Trump yönetiminin uygulayacağı strateji hakkında güvenilir bilgiye sahip olmak için bu yönetimin açıklayacağı Trump dönemi ABD ulusal güvenlik stratejisini beklemek ve Amerikan istihbarat ağının, Pentagon’un ve diğer derin yapıların bu strateji belgesini nasıl etkileyeceğini görmek gerekir.

Trump’ın tercih ettiği içe kapanma (izolasyon) bir başka ifade ile iç cepheyi güçlendirme jeopolitik bir yöntemdir. İçe kapanma yöntemi ittifaklardan, taahhütlerden, masraflı savaşlardan uzak durmak, başka ülkelerin iç işlerine karışmamak, angajmanlardan kaçınmak, iç sorunlara yoğunlaşmak, mevcut kaynakları daha çok iç sorunları çözümlemek ve refahı geliştirmek amacı ile kullanmak anlamına gelmektedir. Küreselleşmiş dünyada mutlak içe kapanma mümkün değildir.

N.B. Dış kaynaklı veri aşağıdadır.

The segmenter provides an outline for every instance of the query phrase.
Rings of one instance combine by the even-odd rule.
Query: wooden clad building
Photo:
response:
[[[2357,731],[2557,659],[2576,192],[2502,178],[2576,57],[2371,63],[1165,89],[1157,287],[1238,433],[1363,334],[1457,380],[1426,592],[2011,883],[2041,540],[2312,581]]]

Trump, küresel güç mücadelesinin sürdüğü ve ABD’nin küresel liderliğinin tehlikeye girdiği süreçte yeniden başkan seçilmiştir. Küreselcilerin egemen olduğu süreçte, ABD’nin jeopolitik amacı, küresel liderliğini korumak ve kurallara dayalı düzenin kendi çıkarlarına uygun kurallarını kullanarak mevcut düzeni sürdürmekti. Bu mümkün olamaz ise ABD, küresel jeopolitikteki değişimi dikkate alarak bu düzeni kendi çıkarlarına uygun şekilde ve kendi liderliğinde yeniden düzenlemek isteyecekti.

Amerika’nın kurucu değerlerini, güvenliğini ve refahını önceleyen korumacı ekonomik sistemi ve zayıf ittifak ilişkilerini esas alan Trump’ın, Amerikan jeopolitiğinin bu amacını bütünü ile terk edemeyeceğini zaman gösterecektir. Trump yönetimi de küresel liderlik çabasından, açık denizlerin kontrolünden ve Çin’e karşı angajman ve çevreleme yöntemlerini uygulamaktan vazgeçmeyecektir.

ABD’NİN İÇ CEPHE SORUNLARI

Trump’ın arzu ettiği güçlü Amerika ancak istikrarlı iç cephe, güçlü ekonomi, üstün üretim kapasitesi ile mümkün olabilir. Oysa ABD, iç cephesi sorunlu bir ülkedir.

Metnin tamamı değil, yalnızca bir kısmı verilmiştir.